The purpose of this project is to design and mass-produce kits for a floating tiny house that can sail. It combines high-tech modeling and fabrication and low-tech assembly that can be carried out DIY-style on a riverbank or a beach. This boat is a four-bedroom with a kitchen, a bathroom/sauna, a dining room and a living room. The deck is big enough to throw dance parties. It can be used as a river boat, a canal boat or even a beach house. It's rugged and stable enough to take out on the ocean.
Tuesday, December 6, 2016
The Final Sheeting Arrangement
Previously, I proposed a design for an automatic traveler system that would move sheet blocks back and forth to counteract the twist. I don’t know whether it would work, because I haven’t tested it, mainly because I don’t like it. It’s too complicated. But I didn’t know what else to do… until yesterday.
Yesterday I looked at some traditional Chinese Junk set-ups, which use twin sheets. There are two separate sheeting set-ups for port and starboard tacks. Having two sets of sheets solves a couple of problems. One is that there doesn’t have to be a gap between the leach of one sail and the luff of the next for the sheets to move through, and a sail can overhang the transom without requiring a boomkin for sheeting, because each sheet hangs to the side of the sail. The other is that with the Junk rig the force on the sail acts differently depending on the tack: on one tack, it pushes the battens against the mast; on the other, it pulls them away from the mast. Because of this, the optimal sheeting angles are different for each tack, but with a single sheet there is just one attachment point on deck.
Now, that alone isn’t too interesting, but it becomes very interesting when combined with QUIDNON’s super-wide deck arches. You see, the twist happens because the forces on the different sail panels are different but the sheetlets all go to blocks that are all the same spot, at the same angle to the sail. But the deck arches allow the sheet blocks to be spaced apart so as to counteract the twist.
I like this solution because of its simplicity. The trade-off is that the running rigging has gained two more lines, because now there are four sheets to manage instead of two. But then that’s not a big increase in percentage terms. Before splitting up the sheets into port and starboard there was the one sheet, two halyards (peak and throat), two topping lifts (fore and aft) and one downhaul. That’s 7 lines per sail. And now there are 8.
The twin sheets have a few additional advantages. They make it possible to backwind the sails, to slow down or even to sail backwards.
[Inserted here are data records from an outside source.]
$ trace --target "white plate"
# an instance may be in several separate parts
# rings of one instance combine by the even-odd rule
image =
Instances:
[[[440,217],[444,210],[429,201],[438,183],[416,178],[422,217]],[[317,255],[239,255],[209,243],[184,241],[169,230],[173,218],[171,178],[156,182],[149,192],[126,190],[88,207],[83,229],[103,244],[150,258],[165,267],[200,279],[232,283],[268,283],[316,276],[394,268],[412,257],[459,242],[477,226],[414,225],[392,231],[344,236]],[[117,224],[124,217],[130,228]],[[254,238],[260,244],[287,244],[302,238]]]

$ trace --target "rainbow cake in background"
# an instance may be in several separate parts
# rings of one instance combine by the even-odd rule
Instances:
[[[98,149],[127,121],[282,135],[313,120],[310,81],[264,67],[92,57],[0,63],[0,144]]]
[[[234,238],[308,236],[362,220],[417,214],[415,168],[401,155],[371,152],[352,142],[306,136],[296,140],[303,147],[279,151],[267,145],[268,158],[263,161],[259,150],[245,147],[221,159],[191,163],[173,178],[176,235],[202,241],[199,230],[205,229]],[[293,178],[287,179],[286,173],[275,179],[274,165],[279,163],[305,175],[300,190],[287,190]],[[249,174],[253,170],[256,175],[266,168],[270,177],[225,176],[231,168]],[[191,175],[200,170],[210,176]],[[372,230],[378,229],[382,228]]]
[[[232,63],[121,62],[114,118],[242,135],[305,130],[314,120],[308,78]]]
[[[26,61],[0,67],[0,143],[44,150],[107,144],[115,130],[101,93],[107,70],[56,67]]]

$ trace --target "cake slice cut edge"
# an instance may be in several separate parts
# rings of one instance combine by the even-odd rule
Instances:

This is sometimes useful; for example, for sailing into a slip at a marina. (Yes, Junk rigs make it possible to do things under sail that sloop and ketch sailors can only dream of.) It also makes it possible to heave-to in the traditional manner, by sheeting in the main, backwinding the foresail and lashing the tiller to leeward, rather than in the Junk manner—by simply letting go the sheets and playing with the rudder until the sails trail off to leeward at some comfortable angle. When becalmed in a swell they make it possible to tighten both port and starboard sheets so that the sails do not swing back and forth on the swell, snubbing at the sheets. Lastly, if a sheet parts (as they all do eventually) then it is still possible to sail—perfectly well on one tack, less well on the other.
There is just one question left to answer: Does this actually work? (I know, details, details...) Well, I rigged it up on the 1:12 model, and, lo and behold, it does! Here's the money shot: the mainsail sheeted in sets perfectly flat. This is about as good as it gets. This boat is going to sail to windward and short-tack like a dream!
Update 2016-12-16: In discussing this sheeting arrangement with Dave Zeiger (who generally approved of it) it turned out that there is one more problem to solve: when the sail is reefed, more force from the sheet gets concentrated on the boom and the battens that stack up at the bottom of the sail, causing a lot of twist. My proposed solution (to be tested) is to add a row of cam cleats to the front side of the deck arches. The drill is, prior to reefing, walk up to each deck arch, take the appropriate part of the sheet and jam it into a cam cleat, so that the rest of the sheet remains slack and imparts no force on the boom or the other battens stacked at the bottom.